Pourquoi avoir choisi Alexandra Maria Lara?
Parce que c’est non seulement une actrice talentueuse mais aussi une femme qui n’a pas un grain de méchanceté dans l’âme. Je pense que sa tendresse est un signe de courage et c’est ce qui plait au public. C’est quelqu’un qui réchauffe les cœurs.
Le duel entre Heiner Lauterbach et Elyas M’Barek est très symbolique de votre vision de la justice ?
Oui, ils incarnent des points de vue philosophiques légaux très différents : Richard Mattinger représente clairement la position juridique formelle qui ne jure que par la lettre de la loi, tandis que Caspar milite pour la justice.
Vous avez utilisé plusieurs caméras dans la salle d’audience ?
Nous avons tourné avec trois caméras simultanément. Cela nous a permis de répéter et jouer les scènes sans interruptions, sur des prises de parfois trente minutes. C’était comme au théâtre : on commençait par travailler avec les acteurs uniquement sur les dialogues, ensuite on chorégraphiait les mouvements tout en incorporant les idées des acteurs et enfin on filmait. Je dois dire que notre directeur de la photographie, Jakub Bejnarowicz est l’un des meilleurs d’Europe. Il a une façon très organique de travailler avec la lumière. Par ses mouvements de caméra et à la façon dont elle flotte à travers l’espace, il réussit à ce que chaque émotion qui transparait sur les visages de chaque acteurs soit visible à l’écran. Sa technologie m’a fourni une immense liberté parce qu’elle lui permettait de réagir à la seconde. Il a tourné en prise de vue anamorphique, en format Super Widescreen et en Scope. Le film se joue sur trois niveaux temporels : en 2001 quand Caspar paraît en cour d’assise, en flashbacks pour les souvenirs de Caspar dans les années 80 et dans l’année 1944. On tenait à ce que ces scènes de 1944 aient de fortes résonnances contemporaines, c’est pourquoi nous les avons tournées en digital comme les scènes se passant en 2001. Il n’y a que les scènes des années 80 que nous avons tourné en analogue au format classique de 35mm et je pense que tout cela a donné un résultat visuel très excitant.

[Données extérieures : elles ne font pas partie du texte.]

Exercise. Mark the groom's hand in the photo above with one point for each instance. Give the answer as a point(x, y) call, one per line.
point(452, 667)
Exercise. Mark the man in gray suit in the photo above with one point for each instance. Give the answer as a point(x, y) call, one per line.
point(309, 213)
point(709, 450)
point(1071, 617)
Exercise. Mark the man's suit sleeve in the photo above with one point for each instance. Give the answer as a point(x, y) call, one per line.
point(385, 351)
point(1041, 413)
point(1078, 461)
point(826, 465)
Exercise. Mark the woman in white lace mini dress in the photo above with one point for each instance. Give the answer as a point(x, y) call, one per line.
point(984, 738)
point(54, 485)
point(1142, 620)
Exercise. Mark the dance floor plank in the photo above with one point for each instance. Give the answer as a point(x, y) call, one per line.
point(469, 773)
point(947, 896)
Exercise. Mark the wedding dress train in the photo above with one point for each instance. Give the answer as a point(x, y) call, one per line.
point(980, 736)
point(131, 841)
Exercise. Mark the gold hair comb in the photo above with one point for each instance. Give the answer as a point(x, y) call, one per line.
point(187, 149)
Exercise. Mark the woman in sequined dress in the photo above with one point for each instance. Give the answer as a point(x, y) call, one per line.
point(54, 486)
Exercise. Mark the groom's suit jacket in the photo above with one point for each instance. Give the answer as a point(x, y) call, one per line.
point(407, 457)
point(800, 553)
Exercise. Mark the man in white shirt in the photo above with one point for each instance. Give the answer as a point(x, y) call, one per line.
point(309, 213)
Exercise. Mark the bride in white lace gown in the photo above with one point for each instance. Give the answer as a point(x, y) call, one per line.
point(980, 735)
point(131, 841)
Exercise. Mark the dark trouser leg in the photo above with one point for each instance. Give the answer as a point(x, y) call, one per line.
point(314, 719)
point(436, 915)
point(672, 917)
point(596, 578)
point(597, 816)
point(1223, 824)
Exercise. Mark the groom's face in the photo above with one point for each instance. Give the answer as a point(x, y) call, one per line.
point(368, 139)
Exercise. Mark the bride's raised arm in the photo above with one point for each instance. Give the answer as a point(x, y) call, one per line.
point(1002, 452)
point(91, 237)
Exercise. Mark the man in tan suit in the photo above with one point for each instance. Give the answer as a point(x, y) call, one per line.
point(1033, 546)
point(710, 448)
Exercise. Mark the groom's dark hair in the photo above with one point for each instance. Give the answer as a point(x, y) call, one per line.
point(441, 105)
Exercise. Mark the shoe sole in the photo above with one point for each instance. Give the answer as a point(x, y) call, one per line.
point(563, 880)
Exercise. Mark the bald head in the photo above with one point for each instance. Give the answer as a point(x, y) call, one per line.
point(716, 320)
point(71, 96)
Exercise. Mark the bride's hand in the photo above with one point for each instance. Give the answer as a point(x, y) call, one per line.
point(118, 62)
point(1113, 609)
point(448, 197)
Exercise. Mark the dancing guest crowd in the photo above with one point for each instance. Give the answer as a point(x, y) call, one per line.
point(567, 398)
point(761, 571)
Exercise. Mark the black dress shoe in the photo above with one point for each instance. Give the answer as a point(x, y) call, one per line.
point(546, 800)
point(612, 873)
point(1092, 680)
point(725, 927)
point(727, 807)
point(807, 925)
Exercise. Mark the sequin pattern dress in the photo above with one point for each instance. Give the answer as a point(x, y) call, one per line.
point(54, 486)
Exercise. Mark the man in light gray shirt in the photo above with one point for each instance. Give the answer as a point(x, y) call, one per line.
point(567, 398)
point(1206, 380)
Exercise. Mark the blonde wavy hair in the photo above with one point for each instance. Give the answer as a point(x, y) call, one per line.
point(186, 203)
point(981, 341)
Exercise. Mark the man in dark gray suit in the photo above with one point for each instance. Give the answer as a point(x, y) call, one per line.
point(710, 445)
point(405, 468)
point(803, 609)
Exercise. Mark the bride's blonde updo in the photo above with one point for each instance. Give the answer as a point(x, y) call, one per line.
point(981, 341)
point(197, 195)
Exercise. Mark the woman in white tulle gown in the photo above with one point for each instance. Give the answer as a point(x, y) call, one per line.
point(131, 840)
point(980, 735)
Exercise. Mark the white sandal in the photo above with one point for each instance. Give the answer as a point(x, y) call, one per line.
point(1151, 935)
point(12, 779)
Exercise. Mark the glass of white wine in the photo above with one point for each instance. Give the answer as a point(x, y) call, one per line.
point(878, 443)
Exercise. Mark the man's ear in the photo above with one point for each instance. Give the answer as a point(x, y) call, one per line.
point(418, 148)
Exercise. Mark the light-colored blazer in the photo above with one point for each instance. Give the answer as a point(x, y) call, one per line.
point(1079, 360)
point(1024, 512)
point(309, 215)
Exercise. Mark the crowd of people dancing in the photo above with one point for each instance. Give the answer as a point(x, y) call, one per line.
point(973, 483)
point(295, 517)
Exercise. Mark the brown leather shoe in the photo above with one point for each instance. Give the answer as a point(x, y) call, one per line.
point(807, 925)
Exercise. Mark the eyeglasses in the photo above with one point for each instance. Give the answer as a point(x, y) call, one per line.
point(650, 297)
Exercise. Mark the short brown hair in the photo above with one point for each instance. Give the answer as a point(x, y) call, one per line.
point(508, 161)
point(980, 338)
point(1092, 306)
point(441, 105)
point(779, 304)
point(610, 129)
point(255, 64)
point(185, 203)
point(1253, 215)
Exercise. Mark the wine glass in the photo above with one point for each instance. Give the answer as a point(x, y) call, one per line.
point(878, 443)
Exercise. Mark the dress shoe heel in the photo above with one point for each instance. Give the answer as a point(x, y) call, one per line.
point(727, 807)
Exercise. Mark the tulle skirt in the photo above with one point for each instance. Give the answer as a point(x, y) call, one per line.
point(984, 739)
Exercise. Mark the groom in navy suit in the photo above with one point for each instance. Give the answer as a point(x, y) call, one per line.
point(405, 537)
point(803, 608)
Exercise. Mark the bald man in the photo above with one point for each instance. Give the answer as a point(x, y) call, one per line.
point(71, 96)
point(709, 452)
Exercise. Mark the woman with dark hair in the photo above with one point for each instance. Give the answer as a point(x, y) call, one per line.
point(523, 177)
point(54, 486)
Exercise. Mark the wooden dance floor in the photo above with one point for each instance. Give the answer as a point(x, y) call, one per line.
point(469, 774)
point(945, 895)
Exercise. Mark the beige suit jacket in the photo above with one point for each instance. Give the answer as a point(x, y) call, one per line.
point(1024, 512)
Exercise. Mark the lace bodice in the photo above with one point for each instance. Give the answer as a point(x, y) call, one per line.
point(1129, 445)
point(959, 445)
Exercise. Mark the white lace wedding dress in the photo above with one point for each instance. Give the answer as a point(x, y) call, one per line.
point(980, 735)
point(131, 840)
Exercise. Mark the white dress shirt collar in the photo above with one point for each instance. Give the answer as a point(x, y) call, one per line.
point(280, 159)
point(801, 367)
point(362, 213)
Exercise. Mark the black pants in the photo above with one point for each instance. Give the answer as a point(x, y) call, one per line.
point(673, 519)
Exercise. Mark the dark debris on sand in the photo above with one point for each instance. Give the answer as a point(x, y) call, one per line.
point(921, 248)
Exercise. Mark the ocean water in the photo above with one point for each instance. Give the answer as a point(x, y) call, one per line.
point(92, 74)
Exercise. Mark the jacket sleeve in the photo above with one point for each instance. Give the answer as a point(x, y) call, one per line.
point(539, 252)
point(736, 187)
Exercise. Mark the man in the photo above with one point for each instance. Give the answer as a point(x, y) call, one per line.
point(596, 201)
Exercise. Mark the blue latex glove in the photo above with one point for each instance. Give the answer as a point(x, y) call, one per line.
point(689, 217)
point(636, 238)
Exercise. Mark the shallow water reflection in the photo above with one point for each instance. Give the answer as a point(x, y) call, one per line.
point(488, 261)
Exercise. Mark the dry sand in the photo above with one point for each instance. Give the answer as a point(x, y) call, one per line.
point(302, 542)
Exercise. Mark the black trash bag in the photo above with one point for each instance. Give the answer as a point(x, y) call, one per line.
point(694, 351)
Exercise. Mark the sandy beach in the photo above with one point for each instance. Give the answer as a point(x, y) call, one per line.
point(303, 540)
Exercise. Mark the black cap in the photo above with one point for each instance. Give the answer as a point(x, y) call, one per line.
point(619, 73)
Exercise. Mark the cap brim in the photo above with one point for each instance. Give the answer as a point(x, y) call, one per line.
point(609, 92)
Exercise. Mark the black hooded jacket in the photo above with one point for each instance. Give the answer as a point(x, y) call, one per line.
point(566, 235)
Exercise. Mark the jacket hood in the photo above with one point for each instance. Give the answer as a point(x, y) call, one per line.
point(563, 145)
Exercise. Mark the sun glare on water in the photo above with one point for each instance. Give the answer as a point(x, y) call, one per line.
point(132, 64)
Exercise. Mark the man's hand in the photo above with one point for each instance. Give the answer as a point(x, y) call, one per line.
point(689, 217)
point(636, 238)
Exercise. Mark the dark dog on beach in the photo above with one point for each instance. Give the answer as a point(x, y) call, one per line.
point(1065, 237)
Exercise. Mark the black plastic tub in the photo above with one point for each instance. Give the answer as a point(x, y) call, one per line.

Quel était votre plus gros défi en réalisant ce film?
Les scènes de tribunal étaient particulièrement compliquées : quatre-vingt figurants, six stars allemandes et une star internationale. Chaque acteur souhaite qu’on lui apporte une attention particulière et qu’on s’assure que tout le potentiel décrit au scénario soit exploité, voire surpassé, au moment de filmer. Il est inévitable qu’à un moment donné on atteigne nos propres limites verbales, physiques et mentales. Le meilleur conseil à donner à tout réalisateur est donc d’oublier son ego à l’entrée du plateau tous les matins et donner toute son énergie au film.
Votre dernier mot sur « L’Affaire Collini » ?
Ce film traite de l’un des plus gros scandales de l’histoire judiciaire allemande. J’espère qu’il permettra d’informer tous ceux , et ils sont nombreux, même en Allemagne, qui en ignoraient l’existence.